Some of these essays are typed – written on either a manual typewriter, or by utilizing the awesome processing power of the Apple 2C home computer, and printed out on a dot matrix printer.  The copies I have are the only copies out there, which tells me I should really scan the documents in the off chance the originals get destroyed because when my papers are donated to some university decades from now (ego is a necessary component of writing after all), future generations will want to dissect and digest every word I ever put to paper, real or virtual.

It makes me think about all the things I threw away and can never have back.  I think of old class photos, Valentines and Birthday cards, Christmas pageant programs – all those disposable things we never think we’re going to want to look at again, only to be happily surprised when you discover some stuffed between the pages of an old photo album.

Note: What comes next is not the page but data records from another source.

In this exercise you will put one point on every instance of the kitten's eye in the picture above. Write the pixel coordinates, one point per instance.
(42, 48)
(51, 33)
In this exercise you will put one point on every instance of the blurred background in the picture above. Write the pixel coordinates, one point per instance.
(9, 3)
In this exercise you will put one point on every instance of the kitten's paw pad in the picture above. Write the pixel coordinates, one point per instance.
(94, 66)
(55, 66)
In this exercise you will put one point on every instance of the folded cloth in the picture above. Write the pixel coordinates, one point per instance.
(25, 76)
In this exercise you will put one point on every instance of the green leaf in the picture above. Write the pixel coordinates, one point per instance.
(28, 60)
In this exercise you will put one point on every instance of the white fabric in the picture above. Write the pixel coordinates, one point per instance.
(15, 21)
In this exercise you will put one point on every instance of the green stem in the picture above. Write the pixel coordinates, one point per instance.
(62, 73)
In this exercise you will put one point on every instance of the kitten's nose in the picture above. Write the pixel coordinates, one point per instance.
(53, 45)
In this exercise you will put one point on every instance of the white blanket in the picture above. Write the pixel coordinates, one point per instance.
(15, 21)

The genesis of my Mixtape project was a direct result of that uncanny bit of foresight.  The combination of unearthing my old collection of music cassettes and boom box, piles of old Rolling Stone and Spin magazines, and old yearbooks, and mementos from 90s era life were a definite inspiration for it.

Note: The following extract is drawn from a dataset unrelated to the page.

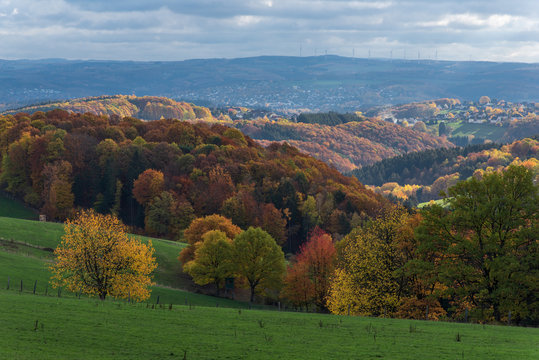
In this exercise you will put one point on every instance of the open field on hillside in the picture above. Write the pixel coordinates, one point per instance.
(26, 248)
(51, 328)
(15, 209)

Re-read the third paragraph again; in the final weeks of drafting my novel, I was drafting 1500-2000 words a day.  The average length of a major High School essay, worth 30-40% of your final mark in some cases, was 1500-2000 words.  Now, that amount of words is a typical morning for me.  Hell, peruse several of the posts on this website and you’ll find they’re well into that essay length range.  And as we reach the end of this installment in the ongoing life of this author, I note with pride that I’ve already crossed the 1500 word mark.  My High School self would be proud of me.